When a profile includes a JSON-LD block, it follows the schema.org Person format:

{
  "@context": "https://schema.org",
  "@type": "Person",
  "name": "John Smith",
  "jobTitle": "Senior Developer",
  "worksFor": {
    "@type": "Organization",
    "name": "Acme Corp"
  },
  "url": "https://www.linkedin.com/in/johnsmith",
  "image": "https://media.licdn.com/dms/image/...",
  "address": {
    "@type": "PostalAddress",
    "addressLocality": "San Francisco",
    "addressRegion": "CA",
    "addressCountry": "US"
  },
  "alumniOf": [
    {
      "@type": "Organization",
      "name": "MIT"
    }
  ]
}

This is cleaner to parse than scraping visible HTML elements, and it is less likely to break when LinkedIn redesigns their frontend. The schema format is standardized and LinkedIn maintains it for SEO purposes.

Not every profile has this block. In testing as of 2026, roughly 60-70% of public profiles include it. When it is present, it is the most reliable data source on the page.

def extract_json_ld_data(json_ld: dict) -> dict:
    """Parse the JSON-LD Person schema into a flat structure."""
    if not json_ld or json_ld.get("@type") != "Person":
        return {}

    result = {
        "name": json_ld.get("name"),
        "job_title": json_ld.get("jobTitle"),
        "profile_url": json_ld.get("url"),
        "image_url": json_ld.get("image"),
    }

    # Current employer
    works_for = json_ld.get("worksFor")
    if isinstance(works_for, dict):
        result["employer"] = works_for.get("name")
    elif isinstance(works_for, list) and works_for:
        result["employer"] = works_for[0].get("name")

    # Location
    address = json_ld.get("address")
    if isinstance(address, dict):
        parts = [
            address.get("addressLocality"),
            address.get("addressRegion"),
            address.get("addressCountry"),
        ]
        result["location"] = ", ".join(p for p in parts if p)

    # Education (alumni)
    alumni_of = json_ld.get("alumniOf", [])
    if isinstance(alumni_of, dict):
        alumni_of = [alumni_of]
    result["education"] = [
        org.get("name") for org in alumni_of
        if isinstance(org, dict) and org.get("name")
    ]

    return result

Batch Profile Fetching with Rate Limiting

For collecting multiple profiles, you need careful rate control.
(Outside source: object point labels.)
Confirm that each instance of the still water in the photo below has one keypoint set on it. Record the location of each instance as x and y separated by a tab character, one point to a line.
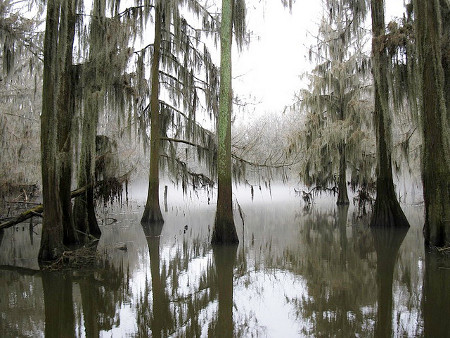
298	271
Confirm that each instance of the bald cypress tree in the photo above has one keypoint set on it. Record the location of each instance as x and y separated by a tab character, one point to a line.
336	106
182	70
387	210
436	133
152	211
56	103
233	14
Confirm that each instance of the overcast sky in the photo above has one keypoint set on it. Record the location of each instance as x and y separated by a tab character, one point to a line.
269	69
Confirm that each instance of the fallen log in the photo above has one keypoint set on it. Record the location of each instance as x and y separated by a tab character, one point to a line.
40	208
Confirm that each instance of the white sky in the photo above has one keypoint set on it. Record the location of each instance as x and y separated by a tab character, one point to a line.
267	72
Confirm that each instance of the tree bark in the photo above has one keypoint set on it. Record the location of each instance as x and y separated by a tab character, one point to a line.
66	110
84	208
342	184
54	45
436	134
445	17
152	211
387	211
224	228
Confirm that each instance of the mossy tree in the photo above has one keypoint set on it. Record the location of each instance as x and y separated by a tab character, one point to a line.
233	15
436	134
336	105
184	81
387	211
55	133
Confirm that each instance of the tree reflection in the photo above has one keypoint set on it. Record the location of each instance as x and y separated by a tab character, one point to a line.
102	292
387	242
436	295
224	260
159	320
338	267
58	299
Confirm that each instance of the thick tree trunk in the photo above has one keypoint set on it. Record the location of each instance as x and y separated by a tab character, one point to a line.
152	211
66	110
224	229
84	206
342	183
57	64
445	15
162	321
386	211
436	134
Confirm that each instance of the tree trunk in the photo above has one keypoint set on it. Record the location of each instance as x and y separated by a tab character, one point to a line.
386	211
342	184
56	47
224	229
152	211
66	110
445	16
84	206
436	134
224	259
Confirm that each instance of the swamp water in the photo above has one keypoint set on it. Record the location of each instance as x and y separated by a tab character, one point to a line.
297	272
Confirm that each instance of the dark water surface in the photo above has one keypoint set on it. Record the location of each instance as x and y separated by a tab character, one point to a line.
296	272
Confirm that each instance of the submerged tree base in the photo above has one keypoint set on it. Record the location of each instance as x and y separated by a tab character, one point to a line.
152	216
224	231
388	213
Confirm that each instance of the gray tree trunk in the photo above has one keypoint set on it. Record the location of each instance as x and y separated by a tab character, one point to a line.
436	133
152	211
386	211
224	229
55	152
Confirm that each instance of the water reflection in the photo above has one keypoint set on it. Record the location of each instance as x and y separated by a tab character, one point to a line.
387	243
155	320
337	262
224	260
58	300
315	272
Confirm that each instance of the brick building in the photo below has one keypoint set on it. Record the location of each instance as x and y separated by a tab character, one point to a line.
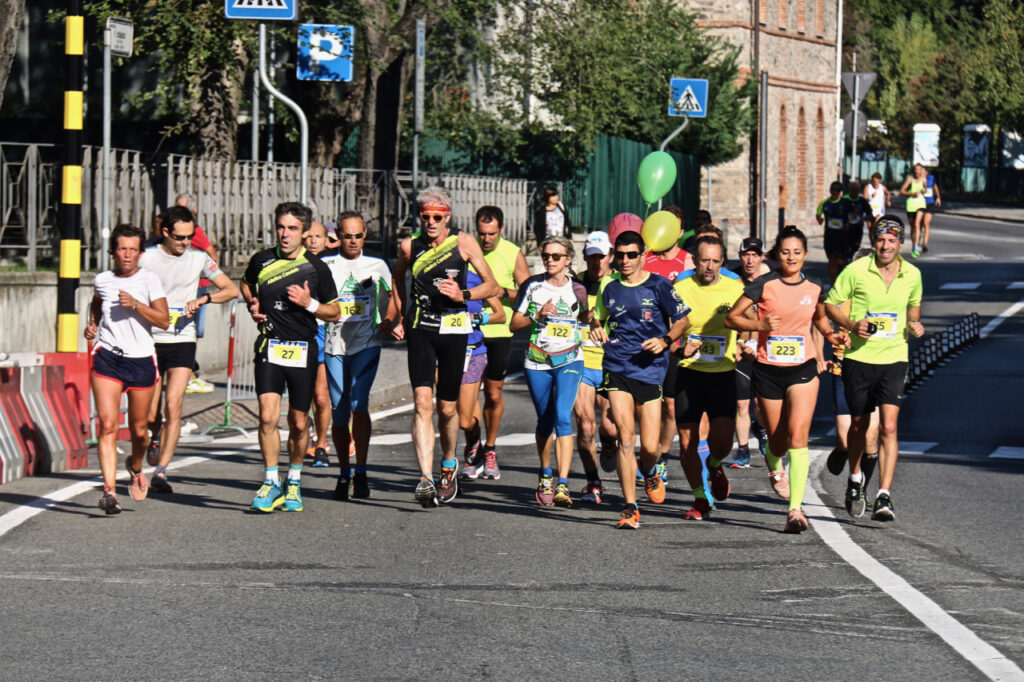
796	42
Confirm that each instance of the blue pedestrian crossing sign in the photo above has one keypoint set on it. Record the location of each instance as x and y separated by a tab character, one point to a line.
264	10
325	52
688	96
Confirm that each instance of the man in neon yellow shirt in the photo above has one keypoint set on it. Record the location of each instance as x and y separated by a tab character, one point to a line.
885	295
509	266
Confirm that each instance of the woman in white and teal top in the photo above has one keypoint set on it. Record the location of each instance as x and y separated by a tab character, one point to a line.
553	304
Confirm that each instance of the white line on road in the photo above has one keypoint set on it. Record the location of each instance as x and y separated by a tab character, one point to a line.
980	653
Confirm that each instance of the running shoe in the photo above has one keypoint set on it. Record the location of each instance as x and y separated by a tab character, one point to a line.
593	492
562	497
109	503
855	502
449	484
718	482
341	487
779	482
426	494
883	510
360	485
293	496
741	460
654	487
545	493
630	518
867	465
796	521
491	469
159	484
139	485
837	461
268	497
153	452
699	511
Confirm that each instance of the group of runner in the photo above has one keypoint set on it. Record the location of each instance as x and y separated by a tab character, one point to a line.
600	348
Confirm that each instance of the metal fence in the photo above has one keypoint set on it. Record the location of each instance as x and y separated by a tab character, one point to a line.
236	200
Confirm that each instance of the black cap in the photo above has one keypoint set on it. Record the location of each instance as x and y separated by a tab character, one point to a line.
752	244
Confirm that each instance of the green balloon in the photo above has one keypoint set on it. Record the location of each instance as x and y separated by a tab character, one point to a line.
656	175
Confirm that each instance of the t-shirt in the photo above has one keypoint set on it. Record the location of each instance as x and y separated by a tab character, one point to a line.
667	267
179	276
861	284
709	306
560	332
121	329
795	303
269	275
632	313
363	286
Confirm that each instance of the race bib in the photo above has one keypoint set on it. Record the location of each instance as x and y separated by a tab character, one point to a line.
288	353
455	323
712	348
886	322
558	331
353	308
785	349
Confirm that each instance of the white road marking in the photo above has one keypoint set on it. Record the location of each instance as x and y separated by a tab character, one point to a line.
980	653
1008	453
1001	317
961	286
LinkedIn's bot detection is cumulative -- 10 requests in 5 minutes from one IP is much safer than 10 requests in 10 seconds.

from datetime import datetime

def fetch_profiles_batch(
    profile_urls: list,
    proxy: str = None,
    min_delay: float = 8.0,
    max_delay: float = 20.0,
) -> list:
    """Fetch multiple LinkedIn profiles with rate limiting.

    Args:
        profile_urls: List of LinkedIn profile URLs
        proxy: Optional proxy URL (residential proxies required at scale)
        min_delay: Minimum seconds between requests
        max_delay: Maximum seconds between requests

    Returns:
        List of dicts with profile data and error info
    """
    results = []

    for i, url in enumerate(profile_urls):
        print(f"[{datetime.now().strftime('%H:%M:%S')}] {i+1}/{len(profile_urls)}: {url}")

        try:
            profile = fetch_linkedin_profile(url, proxy=proxy)
            # Parse title components
            components = parse_title_components(profile.get("title", ""))
            profile.update(components)
            profile["url"] = url
            results.append(profile)
            print(f"  OK: {profile.get('title', 'no title')[:60]}")

        except Exception as e:
            error_str = str(e)
            print(f"  Error: {error_str}")
            results.append({"url": url, "error": error_str})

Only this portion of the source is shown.